Search code examples
pythonmatlabhdf5nastran

PyTables vs Matlab HDF5 read times


I have an HDF5 output file from NASTRAN that contains mode shape data. I am trying to read them into Matlab and Python to check various post-processing techniques. The file in question is in the local directory for both of these tests. The file is semi-large at 1.2 GB but certainly not that large in terms of HDF5 files I have read previously. There are 17567342 rows and 8 columns in the table I want to access. The first and last columns are integers the middle 6 are floating point numbers.

Matlab:

file = 'HDF5.h5';
hinfo = hdf5info(file);
% ... Find the dataset I want to extract
t = hdf5read(file, '/NASTRAN/RESULT/NODAL/EIGENVECTOR');

This last operation is extremely slow (can be measured in hours).

Python:

import tables
hfile = tables.open_file("HDF5.h5")
modetable = hfile.root.NASTRAN.RESULT.NODAL.EIGENVECTOR
data = modetable.read()

This last operation is basically instant. I can then access data as if it were a numpy array. I am clearly missing something very basic about what these commands are doing. I'm thinking it might have something to do with data conversion but I'm not sure. If I do type(data) I get back numpy.ndarray and type(data[0]) returns numpy.void.

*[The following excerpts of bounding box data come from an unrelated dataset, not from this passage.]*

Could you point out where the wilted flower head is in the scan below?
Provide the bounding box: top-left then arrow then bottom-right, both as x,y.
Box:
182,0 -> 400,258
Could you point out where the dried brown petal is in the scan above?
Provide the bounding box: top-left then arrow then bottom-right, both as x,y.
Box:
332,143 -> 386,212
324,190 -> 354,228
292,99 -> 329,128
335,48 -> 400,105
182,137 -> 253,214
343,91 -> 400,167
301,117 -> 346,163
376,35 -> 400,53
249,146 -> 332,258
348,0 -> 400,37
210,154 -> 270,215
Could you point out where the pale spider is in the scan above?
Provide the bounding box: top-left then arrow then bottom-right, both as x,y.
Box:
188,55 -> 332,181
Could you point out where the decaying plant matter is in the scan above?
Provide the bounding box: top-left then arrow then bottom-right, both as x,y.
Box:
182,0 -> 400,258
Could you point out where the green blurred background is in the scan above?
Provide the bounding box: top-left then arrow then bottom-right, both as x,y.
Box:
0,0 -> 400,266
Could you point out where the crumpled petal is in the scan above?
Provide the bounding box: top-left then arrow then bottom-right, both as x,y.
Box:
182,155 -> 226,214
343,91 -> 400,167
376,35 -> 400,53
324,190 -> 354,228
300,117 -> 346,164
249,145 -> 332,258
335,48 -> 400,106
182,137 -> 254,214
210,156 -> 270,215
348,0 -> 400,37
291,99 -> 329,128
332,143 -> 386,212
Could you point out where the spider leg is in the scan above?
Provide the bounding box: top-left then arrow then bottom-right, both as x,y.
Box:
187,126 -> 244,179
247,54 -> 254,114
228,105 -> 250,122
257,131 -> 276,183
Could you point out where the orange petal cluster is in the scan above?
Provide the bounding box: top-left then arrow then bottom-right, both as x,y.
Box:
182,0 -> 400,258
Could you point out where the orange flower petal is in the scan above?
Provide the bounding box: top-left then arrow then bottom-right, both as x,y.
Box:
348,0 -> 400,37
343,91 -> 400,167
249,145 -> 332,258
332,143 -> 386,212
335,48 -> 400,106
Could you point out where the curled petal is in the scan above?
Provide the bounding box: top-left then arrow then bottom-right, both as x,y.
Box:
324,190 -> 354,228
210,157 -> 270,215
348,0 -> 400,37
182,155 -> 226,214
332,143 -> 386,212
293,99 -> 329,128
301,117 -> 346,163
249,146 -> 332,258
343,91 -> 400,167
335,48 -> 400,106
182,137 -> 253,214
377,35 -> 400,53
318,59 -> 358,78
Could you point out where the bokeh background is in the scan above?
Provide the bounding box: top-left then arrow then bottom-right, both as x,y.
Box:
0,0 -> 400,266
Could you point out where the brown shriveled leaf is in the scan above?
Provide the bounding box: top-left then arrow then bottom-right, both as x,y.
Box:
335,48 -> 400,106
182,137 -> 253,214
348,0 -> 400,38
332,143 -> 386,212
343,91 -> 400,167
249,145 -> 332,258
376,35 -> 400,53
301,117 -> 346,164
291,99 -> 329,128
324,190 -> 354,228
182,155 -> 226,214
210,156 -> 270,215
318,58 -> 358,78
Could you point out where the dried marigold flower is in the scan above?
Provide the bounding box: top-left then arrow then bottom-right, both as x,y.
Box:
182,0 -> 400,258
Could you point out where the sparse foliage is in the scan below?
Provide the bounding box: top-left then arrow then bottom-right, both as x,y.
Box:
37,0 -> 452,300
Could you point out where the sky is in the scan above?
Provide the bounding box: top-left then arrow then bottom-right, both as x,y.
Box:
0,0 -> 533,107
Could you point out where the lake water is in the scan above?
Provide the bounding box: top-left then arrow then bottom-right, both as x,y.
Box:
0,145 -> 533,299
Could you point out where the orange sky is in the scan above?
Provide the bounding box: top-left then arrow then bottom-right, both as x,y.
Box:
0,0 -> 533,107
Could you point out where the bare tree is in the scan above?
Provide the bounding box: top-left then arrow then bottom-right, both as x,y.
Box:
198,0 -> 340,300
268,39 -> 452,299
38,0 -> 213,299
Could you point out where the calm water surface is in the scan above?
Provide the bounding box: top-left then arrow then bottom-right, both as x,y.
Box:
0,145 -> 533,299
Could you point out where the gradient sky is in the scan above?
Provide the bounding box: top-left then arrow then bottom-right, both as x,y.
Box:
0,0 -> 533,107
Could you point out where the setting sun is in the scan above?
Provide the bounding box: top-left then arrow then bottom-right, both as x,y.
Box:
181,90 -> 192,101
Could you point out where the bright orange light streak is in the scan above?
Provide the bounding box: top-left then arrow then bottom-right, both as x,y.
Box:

What is the correct (i.e. speedy) way to read the dataset I want into Matlab?


Solution

  • Matlab provided another HDF5 reader called h5read. Using the same basic approach the amount of time taken to read the data was drastically reduced. In fact hdf5read is listed for removal in a future version. Here is same basic code with the perfered functions.

    file = 'HDF5.h5';
    hinfo = h5info(file);
    % ... Find the dataset I want to extract
    t = h5read(file, '/NASTRAN/RESULT/NODAL/EIGENVECTOR');